South Korea needs to “secure its military strength and the weapons to incapacitate North Korea’s weapons of mass destruction, defend against an all-out war and restrain local provocations,” according to Lee Sang Woo, chair of the Presidential Commission for National Security Review.

Giving the keynote speech at a seminar co-sponsored by Korea Defense Forum (KODEF) and Northeast Asia Peace and Security Forum of the National Assembly at the War Memorial of Korea in Seoul this morning, Lee also asserted, “As long as North Korea refuses to give up its WMD, South Korea, which decided not to obtain WMD of its own accord, cannot help facing a military inferiority.”

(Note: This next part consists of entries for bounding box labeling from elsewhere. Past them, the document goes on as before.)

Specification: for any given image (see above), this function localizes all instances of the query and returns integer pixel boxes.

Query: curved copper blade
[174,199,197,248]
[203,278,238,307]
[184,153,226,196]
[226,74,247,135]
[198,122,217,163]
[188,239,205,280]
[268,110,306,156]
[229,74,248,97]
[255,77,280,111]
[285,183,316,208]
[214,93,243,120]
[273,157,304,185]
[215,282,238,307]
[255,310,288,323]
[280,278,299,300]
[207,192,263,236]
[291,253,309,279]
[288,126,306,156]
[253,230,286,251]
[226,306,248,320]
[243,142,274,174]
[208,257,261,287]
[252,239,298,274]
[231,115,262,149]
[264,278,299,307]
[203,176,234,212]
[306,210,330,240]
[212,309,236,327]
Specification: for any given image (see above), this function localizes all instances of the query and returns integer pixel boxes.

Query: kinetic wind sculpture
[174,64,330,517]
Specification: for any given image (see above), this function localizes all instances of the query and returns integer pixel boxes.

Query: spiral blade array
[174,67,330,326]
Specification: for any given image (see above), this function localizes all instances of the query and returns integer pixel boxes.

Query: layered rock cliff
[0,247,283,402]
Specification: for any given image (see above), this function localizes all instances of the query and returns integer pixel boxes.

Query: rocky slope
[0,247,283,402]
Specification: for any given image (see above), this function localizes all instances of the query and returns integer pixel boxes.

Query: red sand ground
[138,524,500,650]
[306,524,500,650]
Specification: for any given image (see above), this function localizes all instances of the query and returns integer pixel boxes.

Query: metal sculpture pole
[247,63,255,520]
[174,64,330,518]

He emphasized, “Only when it possesses the ability to attack targets precisely with non-nuclear weapons and incapacitate North Korea’s WMD ability before it is used will South Korea, which maintains a non-nuclear military policy, be able to head off North Korea’s military edge.”

Lee explained further, “If South Korea shows the decisive will to crush North Korea’s means of and intention to attack before its command and control systems and means of attack can start operating, it will refrain from provocations.”

He added, “South Korea’s national defense policy should be changed from ‘passive defense tactics’ to ‘active deterrence tactics.’ Employing ‘active deterrence’ as our new strategic instruction, we need to break North Korea’s will to provoke and stop them even thinking of it.”

Regarding talk of reducing the mandatory military service period, Lee went on, “Considering the fact that North Korea has more than twice as many deployed ground forces as us, a reduction of our military forces is not advisable.”

Therefore, he concluded, “We must maintain the current duration of military service until that time (when South Korea has the ability to halt North Korea’s WMD attacks).”